Tuesday, September 6, 2011

Technology as Ecology

In my new series of "A as B" I submit the title as thesis: technology is an ecology, if we take ecology to be the study of the relationships of organisms.

Technologies create environments. For instance, I can't imagine someone living thirty miles away from work before the car. The car creates the suburbs. Or my favorite example, the television orients the living room. From every chair in most everyone's living room you can watch television, creating a physical space predicated on the idea that the way we hang out is we watch stuff together.

Now it seems that a basic principle of Darwin would be that species are shaped, molded by their environments. So technology is not simply an ecology; it's also an ontology. Technologies create environments and these environments work on/work over the people that dwell in them.

Okay but it's not that simple. If it were we'd all be socially determined creatures and Skinner would be correct, which we aren't. So there is a negotiation - a feedback loop if you will. This occurs primarily because we can still rebel - as Camus gloriously says: I rebel therefore I am.

This rebellion, though, is predicated on the possibilities that open up through the environments that exist. I can, for instance, choose not to be a mindless consumer, but I can't choose to be unaffected by consumer culture. I think that's the point the Unabomber basically forget when he attempted to live in the woods, read Strunk and White of all things and write a manifesto. Living in the woods seemed to just piss him off more. He could attempt to avoid the ecology in a literal sense, but not in the larger ontological sense, i.e., all that shit still worked on his Being.

The larger point, I think, is that our existence is shaped by objects, by technologies: we are molded from the outside in, though we think of reality as emerging from our minds. We still think of reality as being a projection from our minds - we are still Romantics.

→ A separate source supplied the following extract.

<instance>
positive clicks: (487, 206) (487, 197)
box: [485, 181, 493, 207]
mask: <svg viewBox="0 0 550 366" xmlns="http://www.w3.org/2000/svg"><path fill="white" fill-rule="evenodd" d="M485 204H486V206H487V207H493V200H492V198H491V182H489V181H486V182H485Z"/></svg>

I saw a wonderful exhibit at MOMA recently that was devoted to this notion that objects communicate with us. (I'd recommend anyone reading this to look it up) The ATM directs me; the hyperlink seduces me. Again, we have agency, and it's probably never been more important to think about the ways we partake in technologies and support institutions. There is no us and them in a classical subject/object dichotomy - there is simply the muck, of which we are all knee-deep in. Sometimes we wallow. Sometimes we wash.